Students went back to school in September with a controversy over Technology in Schools swirling in the halls and inside the 21st century classroom. Canada’s largest public school board, the Toronto District Board, accepted the ever-present reality of students armed with smartphones and relaxed its ban on most hand-held technology devices. That move signaled the beginning of a profound shift, opening the door to the digital classroom.
Most junior and senior school students in Canada and the United States are already sneaking their phones and iPods into class in backpacks, so the move was likely inevitable. “Teachers just can’t sit at the front with the chalkboard anymore,” IT consultant Todd Sniezek conceded,” because that won’t engage them and we have to engage them using their tools.” http://m.theglobeandmail.com/news/national/education/primary-to-secondary/back-to-school-for-smartphones-toronto-loosens-ban-on-devices/article2156008/?service=mobile
Allowing more open access to IT in the classroom came amidst fresh controversy over the questionable impact of hi-tech on student learning and performance. A New York Times series “Grading the Digital School” led off with IT reporter Matt Richtel’s September 3, 2011 feature story reporting on stagnating test scores in schools championing the technology-centric classroom. After analyzing the Kyrene School District, reputed to be a model high-tech school district, Richtel came to a startling conclusion: student test scores were still languishing.
Across the United States, where nearly $2 billion is now being poured into IT software alone, Richtel sounded an alarm bell. “Schools are spending billions on technology, even as they cut budgets and lay-off teachers,” he declared, “with little proof that this approach is improving learning.” http://www.nytimes.com/2011/09/04/technology/technology-in-schools-faces-questions-on-value.html?pagewanted=all
Promoters of the headlong rush to digitize our schools got a jolt. There was, Larry Cuban told Richtel, “insufficient evidence to spend that kind of money. Period, period, period.” Cuban also “pooh-poohed” the “student engagement” argument for computers. “There is very little valid and reliable research that shows the engagement causes or leads to higher academic achievement,” he contended.
Brave critiques of 21st century digital orthodoxy, such as Richtel’s feature article and Nicholas G. Carr’s 2010 book, The Shallows, perform a vital role in alerting us to the spell cast by the Net and to the perils of giving it free rein in our schools.
What should we make of the recent revelation? A Senior Fellow at the Thomas B. Fordham Institute, Peter Meyer, provided the best and most insightful answer. While Richtel covers most of the essential bases, he simply doesn’t grasp the significance of good, sound curriculum.

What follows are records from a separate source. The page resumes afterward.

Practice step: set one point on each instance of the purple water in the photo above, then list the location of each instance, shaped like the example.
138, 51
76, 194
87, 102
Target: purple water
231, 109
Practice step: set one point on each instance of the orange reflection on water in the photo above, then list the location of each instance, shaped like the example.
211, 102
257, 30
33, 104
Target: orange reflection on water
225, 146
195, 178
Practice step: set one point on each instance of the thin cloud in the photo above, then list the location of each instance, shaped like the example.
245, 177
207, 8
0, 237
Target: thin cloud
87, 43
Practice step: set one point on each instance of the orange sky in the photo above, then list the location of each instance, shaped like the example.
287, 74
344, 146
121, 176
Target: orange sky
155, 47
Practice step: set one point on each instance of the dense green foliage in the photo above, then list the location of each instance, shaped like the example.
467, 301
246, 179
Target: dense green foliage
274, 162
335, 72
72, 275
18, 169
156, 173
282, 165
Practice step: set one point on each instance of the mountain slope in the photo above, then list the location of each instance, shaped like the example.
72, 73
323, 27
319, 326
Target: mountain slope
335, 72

In Educaton Gadfly, Meyer pointed out that Richtel – like the IT zealots–is slow to recognize the most critical element in education — the importance of knowledge.

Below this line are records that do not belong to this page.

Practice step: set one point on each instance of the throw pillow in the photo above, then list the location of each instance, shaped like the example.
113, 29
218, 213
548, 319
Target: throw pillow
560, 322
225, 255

The central question, What should kids know?, still eludes education technologists and far too many education reporters.
Meyer offers these words of wisdom: “It can be done. When Ron Packard was starting his pioneering internet school, K12 Inc., in the late 1990s*, one of the first things he did was to convince Bill Bennett, the education “czar” under Ronald Reagan and co-author (with Checker Finn) of The Educated Child, to join him. This was 1999 and a major coup, in no small part because Bennett and Finn had written that there was “no good evidence that most uses of computers significantly improve learning.” …. Equally important – though less publicized – was Packard’s next move: hiring John Holdren, who had overseen E.D. Hirsch’s Core Knowledge K-8 Curriculum Sequence, to design K12’s curriculum. What Packard appreciated, and too many education technologists still don’t get, is that content counts.” http://www.educationgadfly.net/flypaper/2011/09/wakeup-call-for-the-digital-revolution/
Computers are here to stay and so is IT in schools. Simply providing the latest IT gadgets and providing open access to the Web is, and never will be, enough to fully engage students in guided learning. That master “Word Processor” Nicholas G. Carr describes well how increasing numbers of “digital citizens” now report that “the Web has scattered their attention, parched their memory, and turned them into compulsive nibblers of info-snacks.” (The Shallows(2011), p. 226)
Will recent Wake-up Calls for the Digital Revolution in education register where it counts, in Departments of Education and among education policy-makers? With all the high-tech gadgets in our hands, are Tony Wagner’s “21st century skills” apostles leading us astray? Why do we tend to ignore the essential fact that knowledge and good teaching still matter most? Will the low technology of good teaching and sound curriculum eventually win the day?